I have a Bluetooth headphone, and a set of pretty decent speakers both connected on my desktop computer. I use the speakers when I need background music, and will put on my headphone when I need to screen out the surround sounds to get more concentrated on my work. In Windows 10, it makes this back-and-force switch a lot easier.
Here is how you can do it too if needed.
Click the speaker icon in the system tray and the little up arrow
A list of available sound playback devices pops up.
Simply click the one you want to play your music, and the sound gets switched over right after. It’s simple like that.
Note that there are four playback devices listed in the screenshot above. But only two of them are connected to a physical device and usable. Is there any way to only display the usable devices and hide the inactive ones in the list?
Right-click the speaker icon and choose Playback devices.
The Sound dialog box pops up, from where you can right-click the device you don’t want them to display and choose Disable.
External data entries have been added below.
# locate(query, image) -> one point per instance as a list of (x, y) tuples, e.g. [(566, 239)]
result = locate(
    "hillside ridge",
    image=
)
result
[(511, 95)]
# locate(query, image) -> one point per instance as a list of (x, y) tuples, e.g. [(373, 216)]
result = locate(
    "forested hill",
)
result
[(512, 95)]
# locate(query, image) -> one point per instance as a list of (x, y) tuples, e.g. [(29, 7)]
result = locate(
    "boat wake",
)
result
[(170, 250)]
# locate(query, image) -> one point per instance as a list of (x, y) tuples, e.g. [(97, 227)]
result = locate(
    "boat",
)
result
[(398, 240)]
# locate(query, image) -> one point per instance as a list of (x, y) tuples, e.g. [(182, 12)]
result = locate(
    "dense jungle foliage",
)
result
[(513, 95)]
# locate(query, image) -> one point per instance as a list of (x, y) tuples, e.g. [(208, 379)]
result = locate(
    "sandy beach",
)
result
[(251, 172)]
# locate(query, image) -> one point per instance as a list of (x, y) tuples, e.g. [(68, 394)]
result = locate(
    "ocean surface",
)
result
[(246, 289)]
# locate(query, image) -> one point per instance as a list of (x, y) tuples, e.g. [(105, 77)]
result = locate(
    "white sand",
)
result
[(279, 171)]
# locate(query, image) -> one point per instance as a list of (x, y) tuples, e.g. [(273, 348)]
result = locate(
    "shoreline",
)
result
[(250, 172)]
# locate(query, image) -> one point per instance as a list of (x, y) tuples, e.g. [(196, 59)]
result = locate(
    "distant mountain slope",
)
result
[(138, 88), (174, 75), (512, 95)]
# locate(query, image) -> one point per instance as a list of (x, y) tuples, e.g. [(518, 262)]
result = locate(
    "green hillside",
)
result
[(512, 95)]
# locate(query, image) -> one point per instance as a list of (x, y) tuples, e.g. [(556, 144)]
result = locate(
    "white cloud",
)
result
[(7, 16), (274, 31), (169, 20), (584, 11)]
The disabled devices will be hidden from the playback list from the system tray. Now the list is much cleaner and easy to use.
Thanks Kent, I’ve never noticed that arrow.
I’ve been using SoundSwitch (see github) to accomplish the same thing. The two main benefits being able to select which sound devices appear in the list without disabling them in Windows, and being able to also switch your Recording Device.
What I hate is that we still can’t select a specific “default” sound device for each app. I’m switching several times a day.
Thanks. Yes, it would be nice that the sound device can be set separately for the apps.